Wanita yang membawakanku serta membantuku memakai gaun itu bernama sandra. Namanya tercetak di name tag yang di pakainya. Setelah selesai mengenakan gaun itu padaku, dia menarik tirai yang menutupi ruang ganti. Aku tak terlalu percayadiri dengan gaun ini. Ini terlalu mewah, dan terbuka jujur saja. Sedikit kebesaran juga. Mungkin karena belum difiting. Rei tampak antusias memandangiku dari atas hingga bawah. Diperhatikan seperti itu aku jadi kikuk.

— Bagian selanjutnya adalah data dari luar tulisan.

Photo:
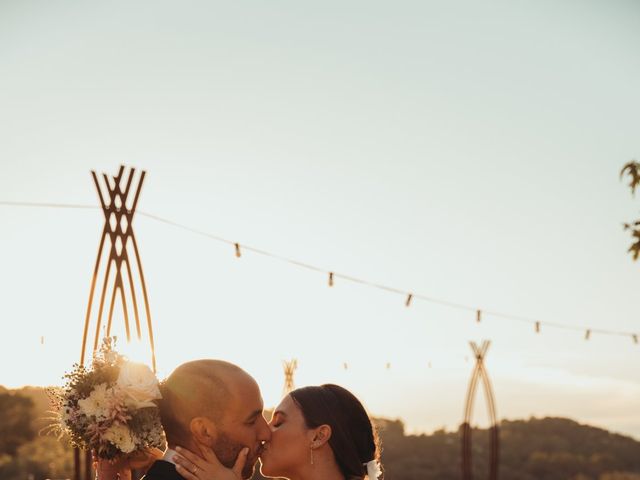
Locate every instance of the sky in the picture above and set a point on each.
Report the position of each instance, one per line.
(466, 151)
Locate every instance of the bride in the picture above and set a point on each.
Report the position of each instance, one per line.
(317, 433)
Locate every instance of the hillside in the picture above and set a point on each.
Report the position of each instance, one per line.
(537, 448)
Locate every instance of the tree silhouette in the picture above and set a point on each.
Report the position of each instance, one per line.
(632, 170)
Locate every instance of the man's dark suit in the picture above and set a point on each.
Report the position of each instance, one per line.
(161, 470)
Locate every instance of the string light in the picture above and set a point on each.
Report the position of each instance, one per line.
(409, 296)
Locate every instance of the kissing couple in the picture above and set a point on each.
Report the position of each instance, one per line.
(212, 415)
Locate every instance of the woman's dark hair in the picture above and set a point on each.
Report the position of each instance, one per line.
(353, 440)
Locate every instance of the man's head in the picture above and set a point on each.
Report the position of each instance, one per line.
(217, 404)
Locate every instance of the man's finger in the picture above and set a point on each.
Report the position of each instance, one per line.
(210, 456)
(240, 462)
(185, 473)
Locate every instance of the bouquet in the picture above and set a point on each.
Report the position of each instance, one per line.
(109, 408)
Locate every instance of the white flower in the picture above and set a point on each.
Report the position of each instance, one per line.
(120, 436)
(139, 384)
(97, 403)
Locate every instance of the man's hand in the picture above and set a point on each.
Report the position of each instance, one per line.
(192, 467)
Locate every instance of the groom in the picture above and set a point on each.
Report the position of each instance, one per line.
(211, 403)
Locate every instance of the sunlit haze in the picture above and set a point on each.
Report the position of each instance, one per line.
(465, 151)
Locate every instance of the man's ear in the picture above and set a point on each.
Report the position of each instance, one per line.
(203, 430)
(321, 435)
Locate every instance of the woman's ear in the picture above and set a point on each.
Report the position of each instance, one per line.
(321, 435)
(203, 430)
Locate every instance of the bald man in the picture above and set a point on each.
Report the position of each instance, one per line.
(215, 404)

“Kau sangat cantik Vio..” pujian itu ditujukan padaku atau gaun ini ya? Haha karena gaun indah inilah yang membuatku tampak cantik.

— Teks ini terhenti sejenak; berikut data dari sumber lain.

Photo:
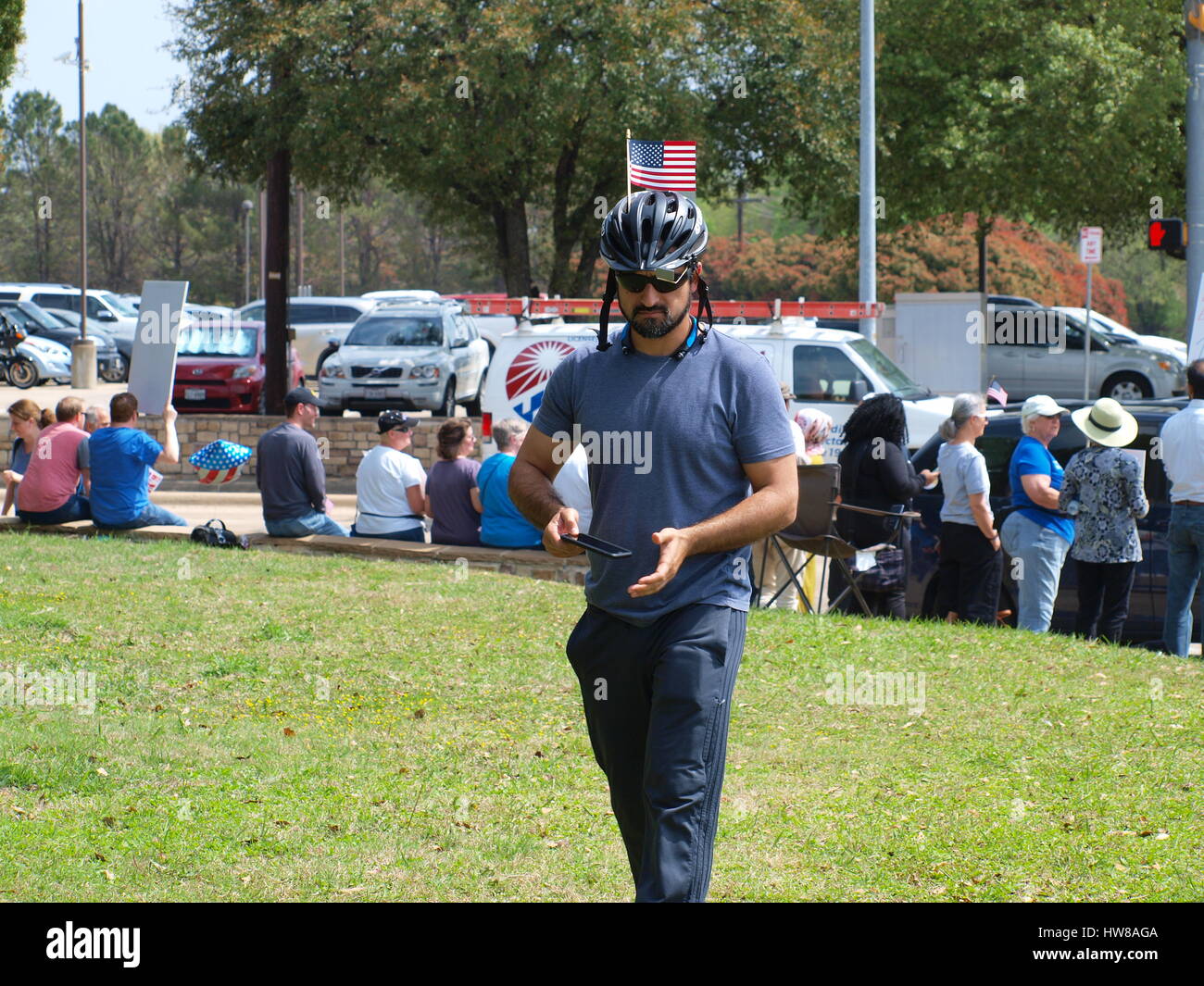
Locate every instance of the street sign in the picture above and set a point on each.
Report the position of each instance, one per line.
(1091, 244)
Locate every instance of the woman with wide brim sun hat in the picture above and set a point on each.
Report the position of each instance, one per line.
(1103, 492)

“Apa ini tidak terlalu mewah?” ada banyak batu-batuan berkilauan dan mutiara-mutiara putih tersusun indah dan rapi membentuk pola-pola floral, bagian bawah gaun ini tentu saja seperti kebanyakan gaun pengantin lainnya menjuntai panjang ke lantai, bedanya gaun ini entah terbuat dari bahan apa bagian yang menjuntai tampak seperti salju yang turun dari langit dan  menumpuk. Ok aku terlalu lebay karna belum pernah melihat salju secara langsung.
“Tidak ada yang lebih mewah dari dirimu sendiri Viona.”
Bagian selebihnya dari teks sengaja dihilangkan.